Irene Torres prévient que « le calendrier de commercialisation définitive est complexe et peut prendre des années, car il nécessite l’obtention du marquage CE et la validation des équipements dans d’autres centres complémentaires. Cependant, la promotion des marchés publics pré-commerciaux, financés par des fonds européens de la Nouvelle Génération, a considérablement accéléré les délais de développement ». La société de développement, SÉDÉCAL, a réussi « en moins d’un an, à décider de la meilleure technologie, à l’assembler et à préparer l’équipement. Vient maintenant la partie la plus intéressante du point de vue clinique, qui est d’analyser, en plus des propositions de base, ce que l’on peut obtenir d’autre de l’équipement compte tenu de sa conception et de ses performances. De plus, nous sommes en contact étroit avec l’entreprise qui fournit l’équipement, avec laquelle nous devrons nous coordonner pour apporter les améliorations et modifications nécessaires. »

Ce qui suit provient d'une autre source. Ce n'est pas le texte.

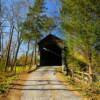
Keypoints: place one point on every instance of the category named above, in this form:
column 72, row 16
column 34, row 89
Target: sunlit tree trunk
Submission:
column 9, row 48
column 28, row 46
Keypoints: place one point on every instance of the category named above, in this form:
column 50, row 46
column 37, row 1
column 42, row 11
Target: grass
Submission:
column 6, row 78
column 90, row 91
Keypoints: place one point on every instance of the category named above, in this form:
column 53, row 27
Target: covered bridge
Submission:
column 51, row 51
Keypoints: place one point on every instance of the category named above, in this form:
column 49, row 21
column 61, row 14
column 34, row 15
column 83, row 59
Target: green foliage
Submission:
column 81, row 23
column 36, row 22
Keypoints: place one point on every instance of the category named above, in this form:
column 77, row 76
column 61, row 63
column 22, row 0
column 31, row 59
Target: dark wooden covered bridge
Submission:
column 51, row 51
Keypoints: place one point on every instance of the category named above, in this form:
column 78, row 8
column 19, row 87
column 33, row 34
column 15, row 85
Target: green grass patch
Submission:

Le service de médecine nucléaire de La Fe possède une vaste expérience dans la validation de prototypes d’imagerie TEP et de caméras Compton. « Le PROSPET (I3M-UPV-CSIC), CareMiBrain (Oncovision), la caméra MACACO (IFIC-UV-CSIC) et récemment, IMAS (FBI-Conselleria Sanidad) sont des exemples de divers équipements d’imagerie moléculaire qui ont été validés ou sont en cours de validation au sein du service », énumère Irene Torres. Grâce à la passion de l’équipe et au soutien institutionnel, le Casque-PET est en passe de devenir la promesse d’« un avenir où le cerveau humain est un peu moins mystérieux et ses maladies, beaucoup plus traitables ».
Il est important de rappeler que ce projet est financé par le Ministère de la Santé et s’inscrit dans une initiative portée par le CDTI et le CIBER, cofinancée par les fonds MRR et Next Generation.